Written by Meshack Asare
Kane Miller, 2002, 40 pp, ISBN 13: 978-1-929132-21-8
Sosu lives with his family on a small island between the sea and a lagoon and all he wants is to feel like a normal boy. “What use is a boy without a pair of good strong legs?” His dad does all he can to include Sosu in the routines of the village, but the elders worry that his presence will displease the Lagoon Spirit. Sosu can not walk to school and so stays home and plays with Fusa, the family dog, while his family goes off to work or school. Sosu prepares lunch for his brother and sister when they return from school and they teach Sosu everything they learn at school. When a storm threatens to destroy the village, Sosu has to think of a way to call everyone back as the only people left at home are the elderly and the very young. He remembers the drums and, with Fusa at his side, Sosu finds the strength and courage to drag himself to the shed where the village drums were kept. He beats out a loud warning that brings the village running back to rescue those left behind. Sosu’s stature rises as media attention puts him and Fusa in the spotlight, and with the attention comes a wheelchair that allows Sosu to attend school.

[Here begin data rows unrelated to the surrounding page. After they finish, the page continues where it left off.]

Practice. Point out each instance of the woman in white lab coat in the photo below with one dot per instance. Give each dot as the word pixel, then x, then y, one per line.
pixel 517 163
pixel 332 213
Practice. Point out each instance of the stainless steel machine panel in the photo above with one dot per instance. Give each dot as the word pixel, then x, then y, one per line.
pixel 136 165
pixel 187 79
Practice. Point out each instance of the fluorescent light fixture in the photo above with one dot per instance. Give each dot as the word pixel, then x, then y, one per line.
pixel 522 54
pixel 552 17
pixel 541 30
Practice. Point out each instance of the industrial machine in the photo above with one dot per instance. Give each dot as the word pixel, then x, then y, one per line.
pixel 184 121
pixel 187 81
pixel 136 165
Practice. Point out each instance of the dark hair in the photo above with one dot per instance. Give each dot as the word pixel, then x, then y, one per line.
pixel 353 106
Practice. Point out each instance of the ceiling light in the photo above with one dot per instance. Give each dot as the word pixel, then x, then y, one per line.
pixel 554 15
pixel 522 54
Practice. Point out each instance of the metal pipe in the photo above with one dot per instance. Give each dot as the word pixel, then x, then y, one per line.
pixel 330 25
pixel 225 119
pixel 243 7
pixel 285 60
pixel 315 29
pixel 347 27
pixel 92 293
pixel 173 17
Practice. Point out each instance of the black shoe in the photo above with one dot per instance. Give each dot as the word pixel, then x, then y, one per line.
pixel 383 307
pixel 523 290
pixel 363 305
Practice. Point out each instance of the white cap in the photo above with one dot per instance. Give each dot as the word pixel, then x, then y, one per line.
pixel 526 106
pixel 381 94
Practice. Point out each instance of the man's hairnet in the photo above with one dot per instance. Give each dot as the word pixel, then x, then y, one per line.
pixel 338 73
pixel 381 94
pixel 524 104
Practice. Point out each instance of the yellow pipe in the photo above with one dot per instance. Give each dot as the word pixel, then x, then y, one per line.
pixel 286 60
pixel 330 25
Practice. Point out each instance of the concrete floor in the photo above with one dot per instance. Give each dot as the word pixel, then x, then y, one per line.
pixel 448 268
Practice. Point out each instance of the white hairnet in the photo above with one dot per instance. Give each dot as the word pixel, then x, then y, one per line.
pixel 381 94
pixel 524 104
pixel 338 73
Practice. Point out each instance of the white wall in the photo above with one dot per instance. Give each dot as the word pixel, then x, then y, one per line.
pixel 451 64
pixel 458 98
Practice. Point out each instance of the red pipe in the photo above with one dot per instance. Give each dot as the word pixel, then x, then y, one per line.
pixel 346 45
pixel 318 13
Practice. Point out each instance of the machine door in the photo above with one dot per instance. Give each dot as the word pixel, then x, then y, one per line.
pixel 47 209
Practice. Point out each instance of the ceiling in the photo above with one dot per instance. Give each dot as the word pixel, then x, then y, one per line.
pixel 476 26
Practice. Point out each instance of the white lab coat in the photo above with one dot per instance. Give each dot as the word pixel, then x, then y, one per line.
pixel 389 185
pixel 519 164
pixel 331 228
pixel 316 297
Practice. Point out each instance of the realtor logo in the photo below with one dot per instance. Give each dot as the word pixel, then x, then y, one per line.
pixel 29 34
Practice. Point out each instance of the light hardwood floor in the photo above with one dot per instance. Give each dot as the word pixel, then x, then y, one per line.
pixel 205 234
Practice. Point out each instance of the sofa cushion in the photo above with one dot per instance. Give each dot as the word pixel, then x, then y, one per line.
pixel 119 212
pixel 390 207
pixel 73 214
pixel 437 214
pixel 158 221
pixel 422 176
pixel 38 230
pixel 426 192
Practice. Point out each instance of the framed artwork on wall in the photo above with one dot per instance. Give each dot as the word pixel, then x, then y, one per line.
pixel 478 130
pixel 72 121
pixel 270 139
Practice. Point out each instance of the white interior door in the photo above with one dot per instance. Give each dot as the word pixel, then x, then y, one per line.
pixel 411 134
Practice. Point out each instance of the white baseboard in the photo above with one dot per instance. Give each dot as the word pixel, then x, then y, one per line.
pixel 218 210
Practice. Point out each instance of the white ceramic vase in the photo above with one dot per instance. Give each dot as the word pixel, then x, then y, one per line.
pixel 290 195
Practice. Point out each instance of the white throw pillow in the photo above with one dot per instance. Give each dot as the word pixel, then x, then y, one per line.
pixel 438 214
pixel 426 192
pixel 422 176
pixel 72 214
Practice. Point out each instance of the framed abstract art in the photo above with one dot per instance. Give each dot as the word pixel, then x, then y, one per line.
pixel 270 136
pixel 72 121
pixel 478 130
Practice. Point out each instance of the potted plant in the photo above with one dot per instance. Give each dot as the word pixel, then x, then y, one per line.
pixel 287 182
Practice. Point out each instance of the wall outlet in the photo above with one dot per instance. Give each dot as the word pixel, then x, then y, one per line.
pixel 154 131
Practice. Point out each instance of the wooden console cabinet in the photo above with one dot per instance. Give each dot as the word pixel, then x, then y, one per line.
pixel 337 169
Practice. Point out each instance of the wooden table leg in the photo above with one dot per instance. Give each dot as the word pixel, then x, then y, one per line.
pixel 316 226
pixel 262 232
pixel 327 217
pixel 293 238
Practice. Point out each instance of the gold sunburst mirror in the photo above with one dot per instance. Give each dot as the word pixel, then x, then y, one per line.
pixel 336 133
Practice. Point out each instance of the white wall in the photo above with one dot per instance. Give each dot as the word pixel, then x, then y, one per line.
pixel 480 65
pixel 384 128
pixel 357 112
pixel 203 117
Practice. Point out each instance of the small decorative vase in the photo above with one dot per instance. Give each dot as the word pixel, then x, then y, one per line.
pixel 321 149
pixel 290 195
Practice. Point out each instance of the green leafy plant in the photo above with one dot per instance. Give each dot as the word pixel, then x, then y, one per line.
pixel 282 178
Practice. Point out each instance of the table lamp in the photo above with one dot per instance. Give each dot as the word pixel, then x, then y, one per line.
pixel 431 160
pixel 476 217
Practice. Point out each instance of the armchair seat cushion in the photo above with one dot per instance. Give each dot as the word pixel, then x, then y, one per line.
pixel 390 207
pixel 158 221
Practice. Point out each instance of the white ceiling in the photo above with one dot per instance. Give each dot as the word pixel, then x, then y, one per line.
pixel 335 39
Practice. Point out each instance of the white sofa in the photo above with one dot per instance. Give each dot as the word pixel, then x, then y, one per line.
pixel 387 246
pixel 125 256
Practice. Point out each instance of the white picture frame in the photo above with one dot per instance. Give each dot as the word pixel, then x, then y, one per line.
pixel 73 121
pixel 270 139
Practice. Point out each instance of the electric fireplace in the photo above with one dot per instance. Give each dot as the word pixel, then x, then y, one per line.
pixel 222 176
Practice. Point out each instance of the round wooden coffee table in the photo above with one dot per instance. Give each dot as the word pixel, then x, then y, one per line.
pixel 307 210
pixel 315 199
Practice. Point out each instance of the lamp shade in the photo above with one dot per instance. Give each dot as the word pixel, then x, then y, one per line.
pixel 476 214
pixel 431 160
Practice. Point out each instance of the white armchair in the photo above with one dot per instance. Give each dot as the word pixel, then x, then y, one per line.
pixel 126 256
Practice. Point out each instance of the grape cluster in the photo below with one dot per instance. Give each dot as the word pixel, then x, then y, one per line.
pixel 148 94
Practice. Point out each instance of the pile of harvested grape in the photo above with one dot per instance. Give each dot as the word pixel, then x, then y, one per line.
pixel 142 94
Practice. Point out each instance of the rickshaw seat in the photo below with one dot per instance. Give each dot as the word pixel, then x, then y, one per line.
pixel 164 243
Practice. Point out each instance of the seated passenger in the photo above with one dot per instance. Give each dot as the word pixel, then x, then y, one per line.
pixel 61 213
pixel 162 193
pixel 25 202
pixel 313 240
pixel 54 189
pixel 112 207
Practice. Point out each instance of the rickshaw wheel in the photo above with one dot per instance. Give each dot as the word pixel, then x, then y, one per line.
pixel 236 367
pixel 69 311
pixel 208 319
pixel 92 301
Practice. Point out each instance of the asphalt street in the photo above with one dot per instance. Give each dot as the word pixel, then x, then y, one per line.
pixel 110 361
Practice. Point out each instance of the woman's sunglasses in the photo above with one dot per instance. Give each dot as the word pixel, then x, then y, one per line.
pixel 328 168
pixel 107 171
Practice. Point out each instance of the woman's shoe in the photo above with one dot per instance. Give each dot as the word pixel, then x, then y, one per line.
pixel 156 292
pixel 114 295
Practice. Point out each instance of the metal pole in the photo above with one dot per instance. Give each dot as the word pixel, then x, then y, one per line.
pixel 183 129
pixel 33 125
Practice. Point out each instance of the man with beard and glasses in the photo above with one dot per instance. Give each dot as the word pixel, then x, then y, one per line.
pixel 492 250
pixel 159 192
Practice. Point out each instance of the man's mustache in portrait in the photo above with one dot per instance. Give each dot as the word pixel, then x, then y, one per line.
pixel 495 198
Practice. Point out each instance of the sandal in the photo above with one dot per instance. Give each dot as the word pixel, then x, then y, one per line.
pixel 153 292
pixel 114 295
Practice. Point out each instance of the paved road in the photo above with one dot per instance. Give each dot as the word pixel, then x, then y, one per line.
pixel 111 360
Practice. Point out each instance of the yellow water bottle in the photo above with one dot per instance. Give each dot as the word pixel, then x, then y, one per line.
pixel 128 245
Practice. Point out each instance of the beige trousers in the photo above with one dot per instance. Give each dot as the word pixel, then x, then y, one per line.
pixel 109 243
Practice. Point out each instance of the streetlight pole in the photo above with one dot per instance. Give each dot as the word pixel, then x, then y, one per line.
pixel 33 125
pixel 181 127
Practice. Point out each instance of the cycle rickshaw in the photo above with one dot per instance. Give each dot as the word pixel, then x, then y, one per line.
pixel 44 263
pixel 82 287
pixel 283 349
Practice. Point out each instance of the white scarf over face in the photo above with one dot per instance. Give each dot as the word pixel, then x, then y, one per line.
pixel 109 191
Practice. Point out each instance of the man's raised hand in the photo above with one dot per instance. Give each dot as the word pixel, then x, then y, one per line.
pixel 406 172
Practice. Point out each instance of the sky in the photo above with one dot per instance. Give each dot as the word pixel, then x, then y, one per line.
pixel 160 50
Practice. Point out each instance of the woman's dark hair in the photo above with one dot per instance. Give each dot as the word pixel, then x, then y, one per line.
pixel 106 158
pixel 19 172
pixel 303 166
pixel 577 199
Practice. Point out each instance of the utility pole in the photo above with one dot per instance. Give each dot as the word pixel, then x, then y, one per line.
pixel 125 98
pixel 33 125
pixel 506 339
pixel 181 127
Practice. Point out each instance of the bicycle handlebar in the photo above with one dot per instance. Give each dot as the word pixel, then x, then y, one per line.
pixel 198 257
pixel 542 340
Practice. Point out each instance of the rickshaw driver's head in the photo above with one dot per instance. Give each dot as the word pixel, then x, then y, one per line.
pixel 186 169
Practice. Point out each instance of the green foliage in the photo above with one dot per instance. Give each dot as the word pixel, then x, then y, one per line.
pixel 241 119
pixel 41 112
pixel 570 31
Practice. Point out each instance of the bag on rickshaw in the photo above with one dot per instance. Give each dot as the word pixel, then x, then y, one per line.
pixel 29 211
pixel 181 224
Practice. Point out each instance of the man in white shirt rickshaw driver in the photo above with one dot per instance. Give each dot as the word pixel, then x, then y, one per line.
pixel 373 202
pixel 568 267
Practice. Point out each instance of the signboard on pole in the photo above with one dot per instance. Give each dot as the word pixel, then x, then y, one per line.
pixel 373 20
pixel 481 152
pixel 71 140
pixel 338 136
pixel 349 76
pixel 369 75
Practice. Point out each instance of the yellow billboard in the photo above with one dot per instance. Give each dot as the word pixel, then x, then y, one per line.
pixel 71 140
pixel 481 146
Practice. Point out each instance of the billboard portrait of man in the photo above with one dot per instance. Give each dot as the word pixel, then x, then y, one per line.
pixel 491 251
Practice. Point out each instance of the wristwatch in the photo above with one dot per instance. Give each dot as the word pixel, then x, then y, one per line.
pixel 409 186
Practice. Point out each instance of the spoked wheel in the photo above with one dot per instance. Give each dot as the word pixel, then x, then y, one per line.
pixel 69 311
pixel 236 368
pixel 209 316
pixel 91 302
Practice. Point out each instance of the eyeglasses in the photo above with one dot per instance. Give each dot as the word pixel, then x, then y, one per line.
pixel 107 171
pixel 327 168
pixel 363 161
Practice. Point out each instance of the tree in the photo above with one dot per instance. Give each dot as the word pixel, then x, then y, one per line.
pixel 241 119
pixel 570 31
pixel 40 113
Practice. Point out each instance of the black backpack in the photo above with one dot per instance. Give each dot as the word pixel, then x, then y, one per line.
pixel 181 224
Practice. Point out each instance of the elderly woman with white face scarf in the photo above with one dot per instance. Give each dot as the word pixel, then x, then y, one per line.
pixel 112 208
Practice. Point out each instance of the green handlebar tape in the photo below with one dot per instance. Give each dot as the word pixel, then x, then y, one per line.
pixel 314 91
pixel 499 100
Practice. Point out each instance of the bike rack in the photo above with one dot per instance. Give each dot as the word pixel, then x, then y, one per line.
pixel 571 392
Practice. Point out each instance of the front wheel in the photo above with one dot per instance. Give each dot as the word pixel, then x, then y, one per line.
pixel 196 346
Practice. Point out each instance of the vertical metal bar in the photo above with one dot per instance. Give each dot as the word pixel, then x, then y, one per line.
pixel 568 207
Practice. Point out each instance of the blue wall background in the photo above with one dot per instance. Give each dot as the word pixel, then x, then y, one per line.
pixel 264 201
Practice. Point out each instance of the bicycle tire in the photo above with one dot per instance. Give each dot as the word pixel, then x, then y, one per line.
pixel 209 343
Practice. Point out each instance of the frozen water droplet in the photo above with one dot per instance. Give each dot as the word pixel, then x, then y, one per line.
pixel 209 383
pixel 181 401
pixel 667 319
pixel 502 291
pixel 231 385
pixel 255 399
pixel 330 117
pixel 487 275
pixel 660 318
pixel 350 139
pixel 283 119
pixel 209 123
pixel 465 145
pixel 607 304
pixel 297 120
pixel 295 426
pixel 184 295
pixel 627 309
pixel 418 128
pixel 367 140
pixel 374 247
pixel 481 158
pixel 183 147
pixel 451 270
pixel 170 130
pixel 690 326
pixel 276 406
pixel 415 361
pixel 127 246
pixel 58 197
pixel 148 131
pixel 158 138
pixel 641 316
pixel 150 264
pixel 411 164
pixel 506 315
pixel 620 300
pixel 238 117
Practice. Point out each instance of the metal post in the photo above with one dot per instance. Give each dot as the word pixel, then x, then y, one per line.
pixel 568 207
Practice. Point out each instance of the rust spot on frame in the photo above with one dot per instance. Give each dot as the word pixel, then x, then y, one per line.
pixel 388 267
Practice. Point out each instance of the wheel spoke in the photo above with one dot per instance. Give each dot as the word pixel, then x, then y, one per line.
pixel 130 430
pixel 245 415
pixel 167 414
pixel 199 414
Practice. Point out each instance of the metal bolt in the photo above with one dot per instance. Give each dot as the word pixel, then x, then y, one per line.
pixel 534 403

The story presents a difficult life of growing foods and fishing for survival. There are few “outside influences” apparent throughout the story until the end when video cameras and microphones appear. Why does it take a heroic act to find a wheelchair that will totally change the quality of life for this child? Yet these situations exist everywhere — children with no access to good health care, communities with little or no communication systems to call for help.
The authenticity of this story is difficult to assess as no specific place or people are named. The story was originally published in 1997 in Ghana and is set in a nameless West African village. Meshack Asare is a popular African children’s author who lived in Ghana for many years, but now resides in Degenfeld, Germany. This book won the 1999 UNESCO First Prize for Children’s and Young People’s Literature in the Service of Tolerance.
What is authentic is the ease with which people assume that a disability renders a person unable to contribute to the community at large. Despite the ill feelings sent his way, Sosu’s thoughts were not of himself, but of the other members of his community. This is what motivated his actions. It is human nature to need to belong to a group. Sosu found a way that others could recognize his belonging. Other titles in which main characters, despite a challenging disability, contribute to the communities in significant ways include The Printer (Uhlberg, 2003), Kami and the Yaks (Stryer, 2007), and Hurt Go Happy (Rorby, 2007).